Ce qui est sûr c’est qu’hier tout était vieux : à commencer par les acteurs. Dans ce cas, vieux ne veut pas dire dépassé. On sent que ces vétérans ont de la bouteille derrière eux. De vieilles bêtes de scène en somme. Francine Landrain est troublante dans le rôle de Lioubov, la propriétaire du somptueux domaine où se trouve la fameuse Cerisaie, et qui se voit contrainte de le mettre en vente publique pour éponger ses dettes dues à l’indolence d’une vie d’aristocrate où l’argent n’a pas d’importance. Poursuivie par ses souvenirs d’enfance et le fantôme de son fils mort par noyade quelques années plus tôt, Lioubov est une femme tendre, amoureuse de la vie, profondément nostalgique. L’actrice porte le texte de façon à la fois engagée et naturelle ; c’est une des principales forces de la pièce. Un beau rôle qui lui sied à merveille. Quant au frère de Lioubov, Gaïev, campé par Marcel Delval, il incarne un contre point à la fois ridicule et comique à la nostalgie de Lioubov. Personne ne le prend au sérieux, il parle trop. L’interprétation de Lopakhine, autre personnage centrale, qui tente de convaincre Lioubov de rentabiliser la propriété en la louant en différentes parcelles, tombe malheureusement dans certains travers. Mathieu Besnard, qui représente ce self-made-man aux origines paysannes, donne une lecture un peu caricaturale du parvenu sans cœur porté par une soif de revanche sur des aristocrates qui n’ont pas mérité leur fortune, n’ayant jamais travaillé de leur vie. Quant au vieux domestique Firs, il est de loin le personnage le plus attachant de la pièce. Laetitia Yalon porte le rôle avec finesse et éloquence et on se surprend à écouter attentivement ce vieillard radotant qui aurait pu rester un personnage secondaire. Pointons encore le rôle du jeune Tropimov, l’éternel étudiant révolutionnaire qui se croit au dessus de l’amour et de l’argent, interprété par Claude Schmit qui en propose une version très littérale, parfois un peu gesticulante et trop fiévreuse, mais qui n’en fait pas moins comprendre les enjeux présents dans le texte.

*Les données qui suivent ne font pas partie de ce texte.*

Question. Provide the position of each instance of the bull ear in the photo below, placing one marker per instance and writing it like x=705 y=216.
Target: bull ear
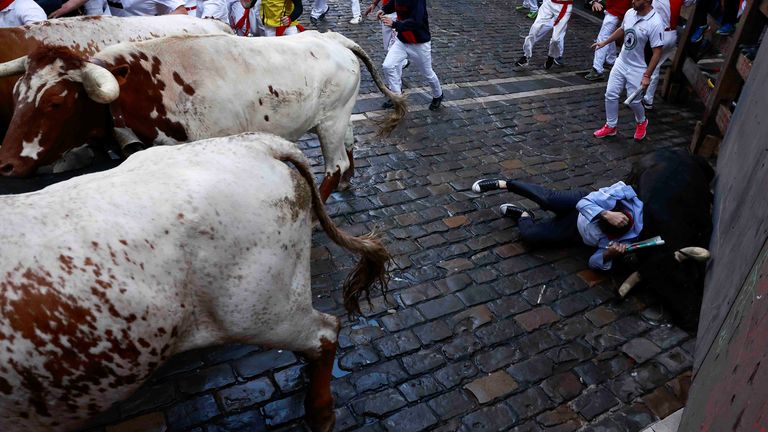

La mise en scène aussi était vieille. Mais cette fois vieux dans le sens de poussiéreux et éculé. La scénographie n’était pas soignée, les costumes hasardeux, le décors sorti d’un vieux grenier. On est loin de la propriété somptueuse de l’aristocratie russe de la fin du 19è siècle. Le traitement des ponts musicaux dans les changements de scène est incompréhensible et les quelques effets de lumière, fumigène, tour de magie et autre lâché de tulle sont superflus. De plus, la lecture dramaturgique de la pièce n’a rien d’originale et on peut légitiment se demander ce qui a amené Thibaut Wenger à monter cette pièce comme on l’a déjà vu montée cent fois.